Dizem que quando morremos um filme se passa em nossa cabeça, rememorando vivências. É como alguém se lembrando de anos passados que o filme “Todas as Estradas de Terra Têm Gosto de Sal” é construído. Se de início a falta de uma história coerente causa certo desconforto, é aceitando o fluxo de memórias que conseguimos fazer o filme fluir e funcionar no final das contas.
Um pai ensina uma filha a pescar. Concomitantemente, outra filha acaricia um peixe pego numa armadilha. O choque de realidade não vem quando a mãe mostra a uma das meninas como se esfola o peixe. Ele vem quando Mackenzie vê a casa de um homem negro em chamas. Essa é a imagem responsável pelo amadurecimento à força da protagonista, que na cena seguinte já não é mais criança, e sim uma jovem indo nadar com amigos.
E aí a mágica acontece e Mackenzie volta a ser criança. E depois é adulta de novo. E criança mais uma vez. Passamos por momentos que marcaram na memória: treinar beijar com a própria mão, a despedida da mãe, a gestação, as histórias contadas pela avó, momentos com a filha Lily…
Num filme despreocupado com o relógio, mas que consegue aparar as arestas para ter apenas 97 minutos de duração, as coisas tomam seu tempo, como o abraço demorado regado a lágrimas. Este abraço é dado no amigo de infância e juventude Wood, que sempre acompanhava Mackenzie e com quem um relacionamento mais sério não passou de idealização.
Ao que tudo indica – ao menos ao que indica a ausência de aparatos tecnológicos que possam datar o filme – “Todas as Estradas de Terra Têm Gosto de Sal” se passa em comunidades do sul norte-americano antes da luta por direitos civis dos negros na década de 1960. Ao escolher este período, a diretora e roteirista Raven Jackson filma um ambiente e uma sociedade profundamente marcados por exclusão e preconceito racial, cicatrizes que ainda não se curaram mais de 50 anos depois.
“Todas as Estradas de Terra Têm Gosto de Sal” não foi a única produção de sucesso com protagonismo negro a ser distribuída pela prestigiada A24. O mais emblemático exemplo é o vencedor de três Oscars “Moonlight” (2016), dirigido por Barry Jenkins. O próprio Jenkins assina como produtor aqui, e vem acumulando sucessos também nesta função, que exerce ainda no filme “Aftersun” (2022) e na quarta temporada da série de antologia “True Detective”.
Assim como outro filme fora de ordem cronológica, o já cult “Amnésia” (2000), este filme deixa para o público a tarefa de ordenar as peças do quebra-cabeças. Mas parece um quebra-cabeças cujo resultado final importa mais para a diretora e roteirista Raven Jackson, em sua estreia em longas-metragens, do que para os espectadores. Fica patente que é um projeto mui pessoal e talvez isso atrapalhe a fruição – e o fluir – final da narrativa.
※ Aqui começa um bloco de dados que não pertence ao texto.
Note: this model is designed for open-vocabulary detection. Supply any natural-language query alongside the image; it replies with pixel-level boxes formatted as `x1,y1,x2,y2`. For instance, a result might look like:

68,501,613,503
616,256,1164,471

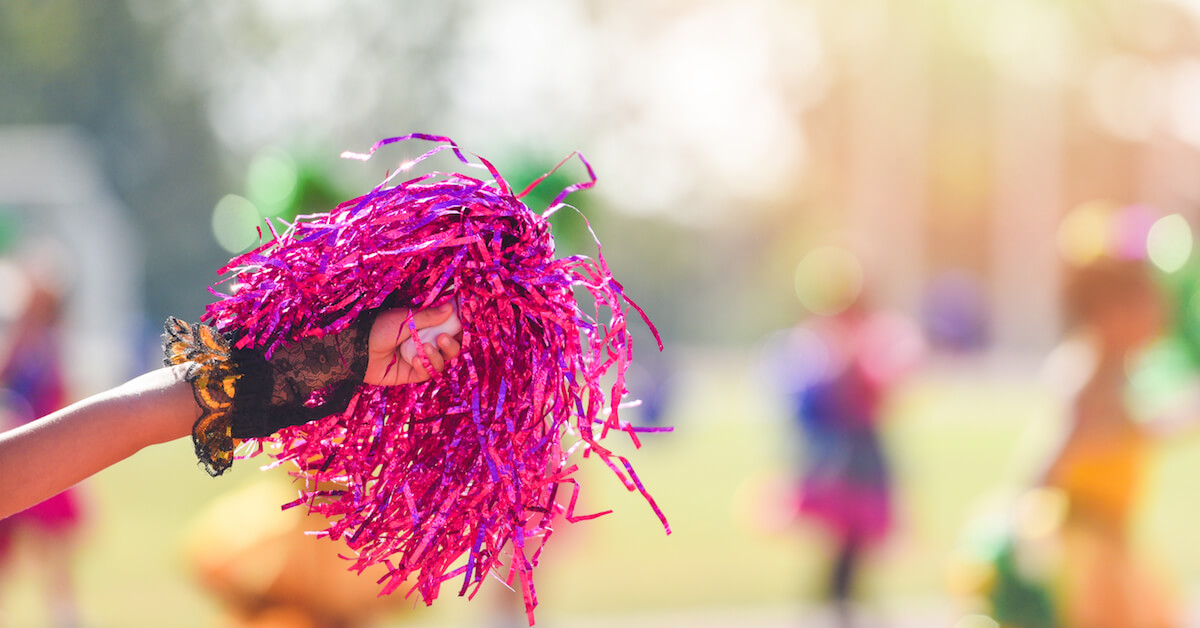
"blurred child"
794,299,923,626
0,262,82,626
1043,258,1178,628
960,257,1181,628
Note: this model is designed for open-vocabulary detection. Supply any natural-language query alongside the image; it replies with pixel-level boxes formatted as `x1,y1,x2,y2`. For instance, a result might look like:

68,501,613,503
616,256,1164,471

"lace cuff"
163,312,374,476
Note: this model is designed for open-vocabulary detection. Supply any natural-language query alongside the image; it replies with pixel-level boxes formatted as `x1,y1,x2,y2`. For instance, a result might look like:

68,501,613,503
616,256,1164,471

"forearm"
0,366,199,519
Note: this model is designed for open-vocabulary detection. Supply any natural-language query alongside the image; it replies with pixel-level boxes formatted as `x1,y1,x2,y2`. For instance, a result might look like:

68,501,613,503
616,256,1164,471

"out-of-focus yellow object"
185,479,404,628
1057,199,1117,267
796,246,863,316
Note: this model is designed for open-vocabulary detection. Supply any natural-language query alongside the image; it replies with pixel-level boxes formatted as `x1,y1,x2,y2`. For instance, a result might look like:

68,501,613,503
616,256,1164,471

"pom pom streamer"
205,134,671,624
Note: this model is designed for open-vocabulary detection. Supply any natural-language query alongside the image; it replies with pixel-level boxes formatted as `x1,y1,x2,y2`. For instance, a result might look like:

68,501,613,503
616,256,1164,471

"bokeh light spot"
796,246,863,315
246,149,298,216
1146,214,1192,273
212,195,259,253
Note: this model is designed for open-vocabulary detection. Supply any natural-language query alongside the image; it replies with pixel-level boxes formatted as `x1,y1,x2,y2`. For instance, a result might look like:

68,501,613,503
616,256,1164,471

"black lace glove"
163,312,374,476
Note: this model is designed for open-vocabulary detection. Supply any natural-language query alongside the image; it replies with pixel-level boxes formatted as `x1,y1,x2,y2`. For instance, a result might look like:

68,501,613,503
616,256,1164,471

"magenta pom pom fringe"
205,134,671,624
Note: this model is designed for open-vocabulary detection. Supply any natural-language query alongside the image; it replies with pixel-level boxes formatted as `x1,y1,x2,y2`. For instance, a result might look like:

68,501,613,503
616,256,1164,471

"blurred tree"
0,0,223,333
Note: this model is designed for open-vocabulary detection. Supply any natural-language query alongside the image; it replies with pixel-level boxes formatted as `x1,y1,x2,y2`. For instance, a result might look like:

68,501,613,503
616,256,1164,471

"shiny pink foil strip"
205,134,671,624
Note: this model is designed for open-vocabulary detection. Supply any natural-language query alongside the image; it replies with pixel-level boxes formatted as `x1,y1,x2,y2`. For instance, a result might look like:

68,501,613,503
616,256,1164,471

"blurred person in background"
956,210,1200,628
0,252,83,627
185,476,413,628
787,247,924,627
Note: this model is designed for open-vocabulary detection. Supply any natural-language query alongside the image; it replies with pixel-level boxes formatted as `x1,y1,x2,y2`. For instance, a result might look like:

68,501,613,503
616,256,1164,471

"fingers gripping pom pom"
196,134,670,623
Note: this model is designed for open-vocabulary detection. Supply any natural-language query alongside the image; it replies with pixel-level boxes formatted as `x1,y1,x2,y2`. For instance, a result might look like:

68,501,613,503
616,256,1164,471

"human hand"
362,301,462,385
Em entrevista para o site RogerEbert.com, Raven Jackson, que também é poetisa, comenta com a entrevistadora como algumas cenas “rimam” entre si e também destaca a importância de um elenco que pudesse expressar emoções com o corpo, sem a necessidade de palavras.
Perto do final, a tia de Lily diz para a sobrinha que “ela não começa nem termina, só muda de forma”. Estava falando da água, mas poderia ser da vida. A mesma água que, misturada com o barro, formava a matéria-prima dos humanos, como a avó contava. É poesia filmada, nada mais.